DL: Bem, embora todos falemos inglês fluentemente, bem como algumas outras línguas estrangeiras, o nosso projeto é direcionado basicamente ao público de língua russa, pois é muito mais fácil para nós pensar, criar, compor e expressar os nossos pensamentos e emoções.

SS: O russo é a nossa língua nativa e, bem, não tínhamos ambição de conquistar o mundo com a nossa música e entrar na cena internacional do metal. Em terceiro lugar, é muito mais fácil expressar em russo quando se trata das letras. Como Den notou corretamente, em algumas canções fizemos experiências líricas. Por exemplo, temos canções em alemão e iídiche. Talvez um dia possamos começar a experimentar outras linguagens que conhecemos.

 

Neste álbum contam com uma grande quantidade de convidados. Podem contar-nos como foi possível a sua participação?

AN: Há muitos anos, quando estávamos a começar a entrar na música pesada, apenas podíamos sonhar em conversar com as lendas da cena heavy metal soviética e depois na russa, nem mesmo falar sobre escrever algo juntos. Portanto, estamos imensamente felizes por ter vários vocalistas, guitarristas, baixistas, teclistas, multi-instrumentistas e arranjadores juntos no nosso impulso criativo. Mas, ao mesmo tempo, foi muito difícil não nos deixarmos levar e transformar este álbum numa colaboração coincidente de músicos e, assim, perder algo que traz individualidade para Fading Light. E estamos felizes por termos conseguido evitar isso.

 

Um desses convidados é um saxofonista. De onde surgiu a ideia de incluir esse instrumento na vossa música?

SS: Adoro esse instrumento e sempre sonhei em aprender a tocar sax (infelizmente, foi esse o sonho que ainda não se realizou). Portanto, pensei que em algumas músicas deste álbum o sax seria definitivamente mais do que adequado e adicionaria algumas vibrações musicais e emocionais a outros instrumentos. Em algumas faixas como Thousand Leagues ele adiciona ternura ao som, em outras, como em The Two, causará pânico e desespero.

 

Quais são os principais objetivos que gostariam de cumprir quando esta pandemia acabar?

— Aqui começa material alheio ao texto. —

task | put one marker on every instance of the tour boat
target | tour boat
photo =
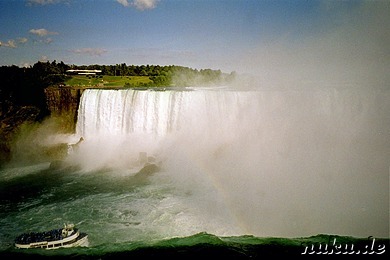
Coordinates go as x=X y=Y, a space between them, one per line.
x=68 y=236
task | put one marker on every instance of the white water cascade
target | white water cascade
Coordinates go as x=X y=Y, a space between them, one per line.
x=283 y=162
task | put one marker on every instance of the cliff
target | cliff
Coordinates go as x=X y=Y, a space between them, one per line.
x=63 y=103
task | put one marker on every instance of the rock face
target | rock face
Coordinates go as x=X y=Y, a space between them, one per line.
x=63 y=103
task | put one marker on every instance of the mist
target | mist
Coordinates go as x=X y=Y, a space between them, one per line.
x=269 y=163
x=299 y=146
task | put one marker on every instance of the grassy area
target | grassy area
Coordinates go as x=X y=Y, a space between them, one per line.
x=106 y=81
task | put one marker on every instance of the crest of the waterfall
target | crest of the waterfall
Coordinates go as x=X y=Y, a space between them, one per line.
x=108 y=113
x=118 y=124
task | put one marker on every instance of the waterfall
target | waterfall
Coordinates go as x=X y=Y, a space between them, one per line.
x=280 y=161
x=158 y=113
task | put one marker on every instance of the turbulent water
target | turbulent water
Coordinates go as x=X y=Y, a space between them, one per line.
x=225 y=168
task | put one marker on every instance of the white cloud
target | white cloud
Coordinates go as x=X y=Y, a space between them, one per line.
x=42 y=32
x=9 y=43
x=123 y=2
x=90 y=51
x=44 y=2
x=22 y=40
x=139 y=4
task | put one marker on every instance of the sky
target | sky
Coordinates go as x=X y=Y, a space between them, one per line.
x=290 y=39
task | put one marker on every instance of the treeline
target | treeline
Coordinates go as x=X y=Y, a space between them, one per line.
x=25 y=86
x=164 y=75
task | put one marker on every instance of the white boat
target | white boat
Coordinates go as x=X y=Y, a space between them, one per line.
x=68 y=236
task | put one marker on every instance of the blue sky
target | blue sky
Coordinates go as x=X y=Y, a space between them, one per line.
x=256 y=36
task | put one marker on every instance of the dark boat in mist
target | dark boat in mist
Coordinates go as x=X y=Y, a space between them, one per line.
x=68 y=236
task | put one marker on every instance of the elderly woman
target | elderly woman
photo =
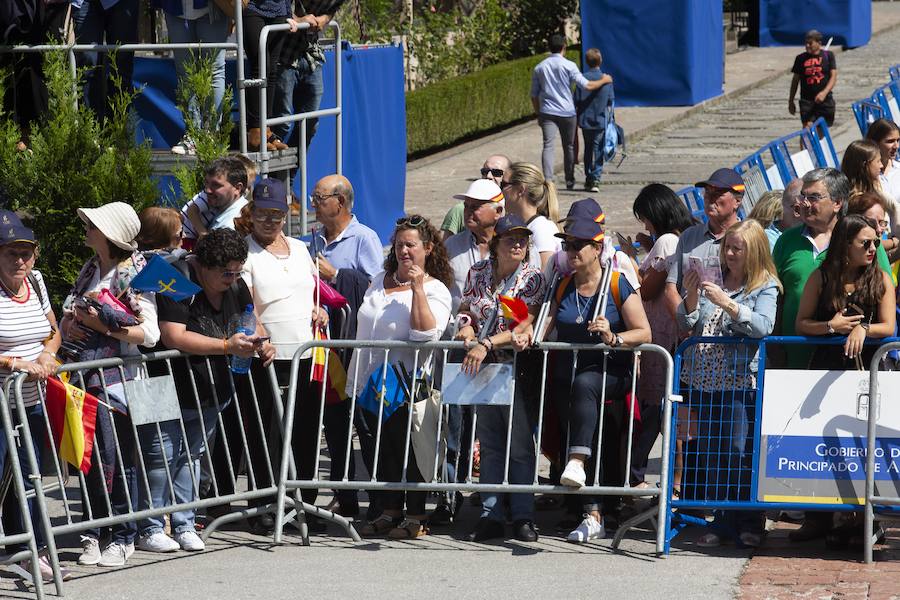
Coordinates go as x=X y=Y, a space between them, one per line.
x=200 y=326
x=281 y=277
x=89 y=334
x=29 y=340
x=509 y=273
x=719 y=380
x=622 y=323
x=409 y=300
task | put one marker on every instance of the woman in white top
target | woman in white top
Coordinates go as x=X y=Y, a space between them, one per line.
x=533 y=199
x=410 y=300
x=110 y=231
x=29 y=340
x=281 y=277
x=886 y=134
x=664 y=216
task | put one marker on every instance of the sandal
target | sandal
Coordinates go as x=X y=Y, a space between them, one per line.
x=380 y=526
x=408 y=529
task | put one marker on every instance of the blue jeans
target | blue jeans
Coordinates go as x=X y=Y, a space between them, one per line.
x=12 y=516
x=172 y=450
x=593 y=153
x=208 y=28
x=96 y=25
x=299 y=90
x=491 y=426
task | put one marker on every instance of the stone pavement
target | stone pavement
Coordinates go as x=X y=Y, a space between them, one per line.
x=678 y=145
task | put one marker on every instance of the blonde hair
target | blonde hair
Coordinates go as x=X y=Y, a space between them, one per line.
x=758 y=266
x=857 y=157
x=539 y=192
x=768 y=209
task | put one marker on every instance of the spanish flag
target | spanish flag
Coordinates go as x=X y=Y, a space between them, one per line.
x=514 y=309
x=73 y=415
x=336 y=379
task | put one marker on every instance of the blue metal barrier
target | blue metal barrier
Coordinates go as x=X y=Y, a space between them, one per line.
x=866 y=113
x=720 y=430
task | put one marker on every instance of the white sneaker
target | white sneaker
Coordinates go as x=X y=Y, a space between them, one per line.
x=573 y=475
x=116 y=554
x=90 y=551
x=590 y=529
x=190 y=541
x=157 y=542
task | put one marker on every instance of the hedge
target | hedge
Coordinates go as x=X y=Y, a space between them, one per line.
x=448 y=111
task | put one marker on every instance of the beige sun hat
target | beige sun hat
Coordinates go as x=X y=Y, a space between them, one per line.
x=116 y=220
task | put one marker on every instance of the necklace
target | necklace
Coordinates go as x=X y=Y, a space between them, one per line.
x=398 y=282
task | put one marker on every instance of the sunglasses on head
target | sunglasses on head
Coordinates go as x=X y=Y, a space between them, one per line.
x=411 y=220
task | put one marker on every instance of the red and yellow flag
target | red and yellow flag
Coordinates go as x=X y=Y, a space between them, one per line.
x=514 y=309
x=73 y=416
x=335 y=381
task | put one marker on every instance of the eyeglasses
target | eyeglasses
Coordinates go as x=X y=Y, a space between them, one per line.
x=412 y=221
x=811 y=198
x=268 y=217
x=867 y=244
x=317 y=199
x=576 y=245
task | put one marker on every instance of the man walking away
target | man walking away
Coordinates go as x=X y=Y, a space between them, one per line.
x=591 y=108
x=551 y=96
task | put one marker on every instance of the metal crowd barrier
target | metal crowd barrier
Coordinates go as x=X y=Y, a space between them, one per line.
x=796 y=446
x=882 y=439
x=229 y=439
x=434 y=478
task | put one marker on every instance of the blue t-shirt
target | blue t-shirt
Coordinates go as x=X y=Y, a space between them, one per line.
x=569 y=330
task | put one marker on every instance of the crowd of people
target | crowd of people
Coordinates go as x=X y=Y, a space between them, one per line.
x=814 y=259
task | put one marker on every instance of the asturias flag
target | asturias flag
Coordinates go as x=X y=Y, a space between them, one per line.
x=73 y=415
x=161 y=277
x=514 y=309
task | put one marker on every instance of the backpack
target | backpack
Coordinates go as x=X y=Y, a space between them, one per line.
x=614 y=136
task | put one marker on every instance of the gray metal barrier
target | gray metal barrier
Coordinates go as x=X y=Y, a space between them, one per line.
x=432 y=481
x=238 y=425
x=872 y=498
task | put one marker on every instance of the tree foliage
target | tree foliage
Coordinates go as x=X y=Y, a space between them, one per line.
x=73 y=161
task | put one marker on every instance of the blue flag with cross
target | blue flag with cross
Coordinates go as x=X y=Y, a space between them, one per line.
x=161 y=277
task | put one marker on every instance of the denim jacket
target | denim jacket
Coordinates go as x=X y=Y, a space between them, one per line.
x=756 y=318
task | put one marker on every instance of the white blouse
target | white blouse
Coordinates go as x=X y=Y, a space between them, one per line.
x=384 y=316
x=283 y=294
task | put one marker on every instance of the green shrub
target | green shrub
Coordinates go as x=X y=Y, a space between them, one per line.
x=451 y=110
x=73 y=161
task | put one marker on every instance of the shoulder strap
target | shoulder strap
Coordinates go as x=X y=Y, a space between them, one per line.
x=36 y=287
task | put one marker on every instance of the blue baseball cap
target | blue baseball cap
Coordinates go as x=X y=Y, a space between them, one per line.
x=511 y=223
x=584 y=221
x=270 y=194
x=12 y=229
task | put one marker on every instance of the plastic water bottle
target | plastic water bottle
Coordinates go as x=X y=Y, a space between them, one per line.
x=247 y=326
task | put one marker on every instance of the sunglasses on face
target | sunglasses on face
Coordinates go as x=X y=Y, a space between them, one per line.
x=576 y=245
x=868 y=244
x=411 y=220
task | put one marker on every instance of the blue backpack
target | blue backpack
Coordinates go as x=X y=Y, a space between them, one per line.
x=614 y=136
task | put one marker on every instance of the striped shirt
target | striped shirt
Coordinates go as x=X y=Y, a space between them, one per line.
x=23 y=329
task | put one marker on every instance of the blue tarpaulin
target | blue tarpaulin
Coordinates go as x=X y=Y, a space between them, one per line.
x=783 y=22
x=658 y=53
x=374 y=126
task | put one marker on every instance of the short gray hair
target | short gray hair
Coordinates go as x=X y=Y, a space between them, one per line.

DL: A pandemia definitivamente tornou todo o processo muito mais difícil tanto física quanto tecnicamente. É muito difícil compor e gravar sem comunicação ao vivo, tocar, criando assim a chamada química entre os músicos. Eu acredito que quando tudo isso finalmente acabar, seremos capazes de trabalhar mais efetivamente com o novo material e o novo álbum completo.

SS: Acredito que a vida nunca mais será a mesma, mas espero que, depois desta pandemia acabar, possamos respirar fundo e aliviados.

 

Obrigado, pessoal. Querem enviar alguma mensagem para os vossos fãs?

DL: Estou muito agradecido e muito surpreso ao mesmo tempo que tenhas aprendido sobre o nosso lindo e ensolarado país com as suas vastas tradições na música pesada. Eu realmente espero que tenham gostado dos nossos trabalhos atuais e gostem dos que estão por vir. Faremos o nosso melhor para colocar os nossos esforços juntos para alcançar isso. Muito obrigado! Vejo-vos em breve nas ondas da música! Tudo de bom, sinceramente.

SS: Desejo-vos boa música, amor, fé e novas descobertas!

AN: Estejam abertos e empreendam aventuras musicais regulares em todas as vossas regiões distantes. A vida sem tais aventuras, apesar de parecer tão simples, é como ler o mesmo livro ao longo da vida. E vamos tentar o nosso melhor para expandir as fronteiras da nossa obra e trazer o prazer de uma música nova, não tradicional e viva.